REFOCUSING ADS FOR AGING BABY BOOMERS

Efforts to interest advertisers, agencies and the media in older consumers are being redefined to make the older audience younger. For almost two decades, there have been initiatives aimed at burnishing the image of consumers in their 60s and 70s to counter perceptions of them as tradition-bound tightwads.

Those attemps have made some headway, giving high-fiber cereals and decaffeinated beverages more prominence, for example.

That reinterpretation seeks to revitalize the market by including the baby-boom generation, the 76 million Americans born from 1946 through 1964 who are turning 50 at a rate of one every seven to eight seconds.

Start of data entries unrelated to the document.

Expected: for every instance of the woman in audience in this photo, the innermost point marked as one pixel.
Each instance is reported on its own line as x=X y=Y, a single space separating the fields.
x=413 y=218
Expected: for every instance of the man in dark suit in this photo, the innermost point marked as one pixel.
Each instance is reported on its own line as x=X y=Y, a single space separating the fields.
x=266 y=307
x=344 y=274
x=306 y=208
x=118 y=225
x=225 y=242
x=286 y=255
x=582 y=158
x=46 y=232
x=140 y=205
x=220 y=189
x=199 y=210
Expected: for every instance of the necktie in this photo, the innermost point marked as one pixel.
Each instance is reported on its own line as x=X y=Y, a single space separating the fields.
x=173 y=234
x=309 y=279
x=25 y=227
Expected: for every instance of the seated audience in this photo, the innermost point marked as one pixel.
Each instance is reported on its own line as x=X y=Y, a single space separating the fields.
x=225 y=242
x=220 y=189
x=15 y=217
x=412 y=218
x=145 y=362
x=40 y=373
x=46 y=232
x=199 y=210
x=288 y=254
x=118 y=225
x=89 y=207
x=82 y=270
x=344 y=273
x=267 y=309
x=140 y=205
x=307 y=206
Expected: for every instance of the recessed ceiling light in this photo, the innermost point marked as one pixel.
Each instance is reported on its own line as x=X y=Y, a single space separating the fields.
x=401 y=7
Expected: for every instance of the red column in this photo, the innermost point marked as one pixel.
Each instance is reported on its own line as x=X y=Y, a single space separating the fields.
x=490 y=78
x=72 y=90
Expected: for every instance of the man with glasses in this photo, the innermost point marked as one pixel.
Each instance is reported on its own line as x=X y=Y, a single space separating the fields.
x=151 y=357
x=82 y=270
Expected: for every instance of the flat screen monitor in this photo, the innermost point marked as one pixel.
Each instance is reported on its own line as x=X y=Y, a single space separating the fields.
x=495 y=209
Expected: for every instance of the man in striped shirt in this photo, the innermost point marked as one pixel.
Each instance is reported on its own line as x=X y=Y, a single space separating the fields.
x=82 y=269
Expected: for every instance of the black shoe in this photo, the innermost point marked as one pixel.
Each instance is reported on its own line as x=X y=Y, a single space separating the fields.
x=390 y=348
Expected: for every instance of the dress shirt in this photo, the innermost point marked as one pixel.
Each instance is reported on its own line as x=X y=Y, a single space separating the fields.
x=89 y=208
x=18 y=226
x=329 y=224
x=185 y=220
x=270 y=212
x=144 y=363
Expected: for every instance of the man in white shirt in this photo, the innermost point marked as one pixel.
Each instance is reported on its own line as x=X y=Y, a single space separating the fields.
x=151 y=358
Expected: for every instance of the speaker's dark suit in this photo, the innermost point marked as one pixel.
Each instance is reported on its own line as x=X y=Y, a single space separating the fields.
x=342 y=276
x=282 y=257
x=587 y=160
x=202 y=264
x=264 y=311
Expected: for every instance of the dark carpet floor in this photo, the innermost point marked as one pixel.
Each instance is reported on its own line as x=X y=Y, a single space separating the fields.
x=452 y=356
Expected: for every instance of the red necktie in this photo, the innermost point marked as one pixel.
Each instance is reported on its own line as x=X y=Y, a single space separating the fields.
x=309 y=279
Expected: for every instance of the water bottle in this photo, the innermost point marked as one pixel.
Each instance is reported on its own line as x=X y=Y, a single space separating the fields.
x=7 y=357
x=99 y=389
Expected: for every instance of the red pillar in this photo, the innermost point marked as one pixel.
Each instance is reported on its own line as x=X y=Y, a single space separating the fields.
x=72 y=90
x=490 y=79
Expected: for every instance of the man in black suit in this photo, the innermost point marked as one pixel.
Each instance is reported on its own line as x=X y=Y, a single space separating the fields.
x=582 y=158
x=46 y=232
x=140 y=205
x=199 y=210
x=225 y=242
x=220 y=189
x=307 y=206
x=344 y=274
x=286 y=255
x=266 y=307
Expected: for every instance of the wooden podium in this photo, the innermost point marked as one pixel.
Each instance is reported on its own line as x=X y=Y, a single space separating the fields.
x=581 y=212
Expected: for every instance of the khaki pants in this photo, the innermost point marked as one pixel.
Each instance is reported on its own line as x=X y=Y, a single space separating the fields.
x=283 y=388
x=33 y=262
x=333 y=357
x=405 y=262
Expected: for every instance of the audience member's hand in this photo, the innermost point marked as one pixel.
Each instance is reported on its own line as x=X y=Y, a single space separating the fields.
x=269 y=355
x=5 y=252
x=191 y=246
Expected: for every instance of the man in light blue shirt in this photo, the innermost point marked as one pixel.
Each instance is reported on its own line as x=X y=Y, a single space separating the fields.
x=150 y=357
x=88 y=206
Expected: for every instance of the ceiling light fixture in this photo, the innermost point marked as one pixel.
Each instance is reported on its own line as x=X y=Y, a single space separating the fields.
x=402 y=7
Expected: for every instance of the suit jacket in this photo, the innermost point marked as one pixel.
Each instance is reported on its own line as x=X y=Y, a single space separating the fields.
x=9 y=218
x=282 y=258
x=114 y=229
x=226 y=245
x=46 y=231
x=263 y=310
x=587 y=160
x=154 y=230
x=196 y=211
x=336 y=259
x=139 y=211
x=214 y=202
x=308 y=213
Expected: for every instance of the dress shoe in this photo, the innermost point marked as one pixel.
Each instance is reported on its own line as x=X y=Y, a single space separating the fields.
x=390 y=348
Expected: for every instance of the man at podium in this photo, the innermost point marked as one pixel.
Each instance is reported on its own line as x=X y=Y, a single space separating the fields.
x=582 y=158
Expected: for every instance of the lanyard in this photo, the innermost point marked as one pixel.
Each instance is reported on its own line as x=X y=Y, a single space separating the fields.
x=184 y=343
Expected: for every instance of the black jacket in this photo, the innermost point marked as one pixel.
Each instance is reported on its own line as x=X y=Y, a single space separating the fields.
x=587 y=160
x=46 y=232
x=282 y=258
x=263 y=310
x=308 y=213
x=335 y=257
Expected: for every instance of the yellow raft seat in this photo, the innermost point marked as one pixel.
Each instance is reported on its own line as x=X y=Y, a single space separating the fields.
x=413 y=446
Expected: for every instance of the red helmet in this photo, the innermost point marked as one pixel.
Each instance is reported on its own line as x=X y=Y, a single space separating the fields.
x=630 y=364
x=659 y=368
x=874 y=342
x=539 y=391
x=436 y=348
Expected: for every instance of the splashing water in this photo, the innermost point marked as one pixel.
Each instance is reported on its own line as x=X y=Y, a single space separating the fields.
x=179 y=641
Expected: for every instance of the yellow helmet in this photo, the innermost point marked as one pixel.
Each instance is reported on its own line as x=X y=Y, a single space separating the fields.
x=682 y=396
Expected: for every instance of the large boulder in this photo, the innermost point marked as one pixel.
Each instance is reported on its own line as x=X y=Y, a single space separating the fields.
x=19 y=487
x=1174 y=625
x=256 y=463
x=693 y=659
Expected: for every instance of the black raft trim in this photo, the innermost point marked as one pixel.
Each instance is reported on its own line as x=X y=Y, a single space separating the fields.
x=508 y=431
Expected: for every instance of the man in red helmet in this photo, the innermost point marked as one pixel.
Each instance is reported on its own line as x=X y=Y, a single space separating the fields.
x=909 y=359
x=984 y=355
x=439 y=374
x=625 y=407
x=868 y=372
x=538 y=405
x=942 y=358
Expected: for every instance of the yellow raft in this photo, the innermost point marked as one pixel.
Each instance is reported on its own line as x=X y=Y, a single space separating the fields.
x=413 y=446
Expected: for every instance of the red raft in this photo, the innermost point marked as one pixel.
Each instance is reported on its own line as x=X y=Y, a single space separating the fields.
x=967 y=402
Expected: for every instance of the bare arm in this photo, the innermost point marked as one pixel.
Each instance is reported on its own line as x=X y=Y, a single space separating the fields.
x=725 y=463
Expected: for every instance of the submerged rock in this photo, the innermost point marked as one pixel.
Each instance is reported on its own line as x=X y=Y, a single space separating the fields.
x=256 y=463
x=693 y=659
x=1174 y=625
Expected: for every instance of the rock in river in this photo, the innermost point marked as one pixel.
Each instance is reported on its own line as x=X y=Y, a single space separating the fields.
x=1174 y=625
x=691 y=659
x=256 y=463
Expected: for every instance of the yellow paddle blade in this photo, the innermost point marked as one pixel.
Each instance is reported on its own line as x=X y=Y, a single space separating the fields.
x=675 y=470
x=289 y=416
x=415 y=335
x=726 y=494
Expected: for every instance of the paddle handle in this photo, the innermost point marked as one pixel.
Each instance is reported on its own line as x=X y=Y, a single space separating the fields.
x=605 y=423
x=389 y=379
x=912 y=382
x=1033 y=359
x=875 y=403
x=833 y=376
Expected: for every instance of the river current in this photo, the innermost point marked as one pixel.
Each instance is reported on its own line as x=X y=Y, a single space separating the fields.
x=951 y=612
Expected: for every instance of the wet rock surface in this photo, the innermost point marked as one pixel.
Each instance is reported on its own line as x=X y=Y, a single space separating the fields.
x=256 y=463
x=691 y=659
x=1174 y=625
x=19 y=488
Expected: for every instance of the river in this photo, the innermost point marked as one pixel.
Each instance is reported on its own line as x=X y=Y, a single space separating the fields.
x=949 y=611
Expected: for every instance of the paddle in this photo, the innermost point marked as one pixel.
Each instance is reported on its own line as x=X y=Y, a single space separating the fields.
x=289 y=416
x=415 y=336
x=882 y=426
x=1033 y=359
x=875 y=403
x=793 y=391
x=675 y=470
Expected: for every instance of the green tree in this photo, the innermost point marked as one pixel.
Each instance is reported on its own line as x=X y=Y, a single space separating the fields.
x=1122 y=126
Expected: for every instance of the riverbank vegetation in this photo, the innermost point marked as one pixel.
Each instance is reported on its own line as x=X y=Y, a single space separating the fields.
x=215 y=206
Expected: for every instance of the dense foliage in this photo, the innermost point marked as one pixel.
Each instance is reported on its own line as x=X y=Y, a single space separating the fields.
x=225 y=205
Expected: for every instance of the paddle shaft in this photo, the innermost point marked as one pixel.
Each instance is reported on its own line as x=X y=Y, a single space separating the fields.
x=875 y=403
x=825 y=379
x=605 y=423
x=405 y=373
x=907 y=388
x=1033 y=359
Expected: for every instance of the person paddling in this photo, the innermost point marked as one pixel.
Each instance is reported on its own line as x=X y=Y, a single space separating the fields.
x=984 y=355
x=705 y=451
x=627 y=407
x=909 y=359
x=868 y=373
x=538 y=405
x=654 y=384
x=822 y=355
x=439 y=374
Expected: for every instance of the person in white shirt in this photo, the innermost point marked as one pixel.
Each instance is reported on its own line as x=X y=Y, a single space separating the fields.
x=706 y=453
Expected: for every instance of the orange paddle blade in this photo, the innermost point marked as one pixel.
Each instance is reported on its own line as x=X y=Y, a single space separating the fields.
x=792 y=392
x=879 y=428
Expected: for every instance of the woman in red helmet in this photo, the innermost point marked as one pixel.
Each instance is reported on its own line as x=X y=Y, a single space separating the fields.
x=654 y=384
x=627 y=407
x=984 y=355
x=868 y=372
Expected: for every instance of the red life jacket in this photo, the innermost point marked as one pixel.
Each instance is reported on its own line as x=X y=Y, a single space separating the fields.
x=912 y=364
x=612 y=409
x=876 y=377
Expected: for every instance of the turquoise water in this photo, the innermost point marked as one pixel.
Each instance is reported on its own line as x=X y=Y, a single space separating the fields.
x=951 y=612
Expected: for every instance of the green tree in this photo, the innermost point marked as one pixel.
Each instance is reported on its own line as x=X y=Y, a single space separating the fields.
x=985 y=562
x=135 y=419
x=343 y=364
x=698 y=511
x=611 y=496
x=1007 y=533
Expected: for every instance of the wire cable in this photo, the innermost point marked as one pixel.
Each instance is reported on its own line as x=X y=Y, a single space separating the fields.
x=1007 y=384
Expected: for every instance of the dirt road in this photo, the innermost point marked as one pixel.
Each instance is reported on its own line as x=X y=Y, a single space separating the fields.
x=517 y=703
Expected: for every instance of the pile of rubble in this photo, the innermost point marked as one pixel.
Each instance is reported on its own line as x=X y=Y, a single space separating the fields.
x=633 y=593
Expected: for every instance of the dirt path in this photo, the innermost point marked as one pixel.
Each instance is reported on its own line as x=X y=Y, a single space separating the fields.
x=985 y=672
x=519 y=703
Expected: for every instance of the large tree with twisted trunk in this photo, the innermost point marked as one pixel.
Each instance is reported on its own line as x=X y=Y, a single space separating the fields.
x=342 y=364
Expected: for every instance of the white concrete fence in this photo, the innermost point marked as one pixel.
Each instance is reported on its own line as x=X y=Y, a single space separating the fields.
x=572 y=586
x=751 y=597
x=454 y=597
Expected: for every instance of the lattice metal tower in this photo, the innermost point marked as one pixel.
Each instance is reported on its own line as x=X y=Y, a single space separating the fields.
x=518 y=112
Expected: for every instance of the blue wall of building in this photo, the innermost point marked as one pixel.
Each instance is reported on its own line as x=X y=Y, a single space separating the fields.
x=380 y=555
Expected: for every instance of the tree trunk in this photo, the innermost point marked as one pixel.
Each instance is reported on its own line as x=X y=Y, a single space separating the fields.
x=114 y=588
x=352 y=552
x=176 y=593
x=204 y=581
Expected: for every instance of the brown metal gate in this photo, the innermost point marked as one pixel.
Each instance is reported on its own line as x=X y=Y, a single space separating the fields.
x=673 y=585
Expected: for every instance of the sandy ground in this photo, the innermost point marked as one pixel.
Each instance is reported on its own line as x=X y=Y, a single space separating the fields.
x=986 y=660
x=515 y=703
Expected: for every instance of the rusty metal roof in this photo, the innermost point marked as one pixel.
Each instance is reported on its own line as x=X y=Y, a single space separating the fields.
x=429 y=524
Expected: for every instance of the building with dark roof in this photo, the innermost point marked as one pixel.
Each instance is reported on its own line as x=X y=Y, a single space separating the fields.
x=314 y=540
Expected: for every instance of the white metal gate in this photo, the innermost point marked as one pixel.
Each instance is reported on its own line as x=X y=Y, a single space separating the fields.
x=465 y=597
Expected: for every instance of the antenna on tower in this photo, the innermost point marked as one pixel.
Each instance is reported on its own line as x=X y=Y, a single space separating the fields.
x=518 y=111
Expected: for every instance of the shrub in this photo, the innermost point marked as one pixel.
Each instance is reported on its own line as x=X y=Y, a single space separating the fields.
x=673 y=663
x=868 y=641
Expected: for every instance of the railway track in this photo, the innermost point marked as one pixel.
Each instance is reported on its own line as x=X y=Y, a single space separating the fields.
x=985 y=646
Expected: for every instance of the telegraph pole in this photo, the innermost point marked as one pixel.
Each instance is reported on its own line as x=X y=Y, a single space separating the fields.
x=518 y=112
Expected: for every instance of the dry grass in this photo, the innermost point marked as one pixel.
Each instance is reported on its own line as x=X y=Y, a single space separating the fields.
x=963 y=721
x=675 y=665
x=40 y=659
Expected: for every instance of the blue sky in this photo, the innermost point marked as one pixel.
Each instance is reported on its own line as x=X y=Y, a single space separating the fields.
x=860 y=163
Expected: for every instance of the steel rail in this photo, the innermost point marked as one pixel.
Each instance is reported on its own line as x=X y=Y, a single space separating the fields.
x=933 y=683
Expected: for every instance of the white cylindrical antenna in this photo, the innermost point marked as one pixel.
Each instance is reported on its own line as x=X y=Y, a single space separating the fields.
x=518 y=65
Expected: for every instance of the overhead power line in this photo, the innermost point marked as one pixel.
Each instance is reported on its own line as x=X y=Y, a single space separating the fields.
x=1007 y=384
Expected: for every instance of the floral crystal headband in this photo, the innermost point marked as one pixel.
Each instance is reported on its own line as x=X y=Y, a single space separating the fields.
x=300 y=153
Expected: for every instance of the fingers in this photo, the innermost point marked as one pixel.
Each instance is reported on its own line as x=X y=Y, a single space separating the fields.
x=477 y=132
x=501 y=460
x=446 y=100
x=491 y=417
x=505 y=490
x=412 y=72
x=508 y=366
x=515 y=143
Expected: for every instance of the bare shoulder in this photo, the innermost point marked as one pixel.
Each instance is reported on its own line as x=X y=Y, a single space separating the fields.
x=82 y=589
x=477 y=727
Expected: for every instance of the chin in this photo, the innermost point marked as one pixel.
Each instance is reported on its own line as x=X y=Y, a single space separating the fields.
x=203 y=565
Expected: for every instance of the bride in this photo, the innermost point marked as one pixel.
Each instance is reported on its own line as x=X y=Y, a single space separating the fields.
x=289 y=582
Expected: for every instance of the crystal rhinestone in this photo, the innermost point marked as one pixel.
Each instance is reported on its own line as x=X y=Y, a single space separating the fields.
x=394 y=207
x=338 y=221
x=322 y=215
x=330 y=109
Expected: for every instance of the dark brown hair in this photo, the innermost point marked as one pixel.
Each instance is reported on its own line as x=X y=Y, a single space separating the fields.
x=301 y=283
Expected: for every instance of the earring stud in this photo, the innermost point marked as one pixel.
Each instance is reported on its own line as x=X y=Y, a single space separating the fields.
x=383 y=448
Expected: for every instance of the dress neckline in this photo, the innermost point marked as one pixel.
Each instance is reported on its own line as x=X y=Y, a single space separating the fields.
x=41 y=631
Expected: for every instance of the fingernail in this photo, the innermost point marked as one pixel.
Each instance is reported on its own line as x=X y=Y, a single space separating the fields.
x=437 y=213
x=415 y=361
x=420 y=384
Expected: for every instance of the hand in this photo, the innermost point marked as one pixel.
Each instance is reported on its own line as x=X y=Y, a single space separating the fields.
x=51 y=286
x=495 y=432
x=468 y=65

The boomers are notoriously Peter Pan-like in refusing to grow old and by 2000, they will have twice the discretionary income of those who are 18 to 34.

One print ad begins :" How could you know, when you were 20 and impossibly sexy and unable to imagine yourself otherwise, that time would teach you something. That age is not a loss but an exchange of wisdom for youth, grace for foolishness, love for lust."

The contrast between the younger old and the older old will be even more pronounced among women because when a woman turns 55 now, she will have for the most part worked. She will be proficient. Nobody will push her around.

The baby boomers have established the cultural and social agenda of this country since they were in school. They are not going to concede that leadership position as they break 50.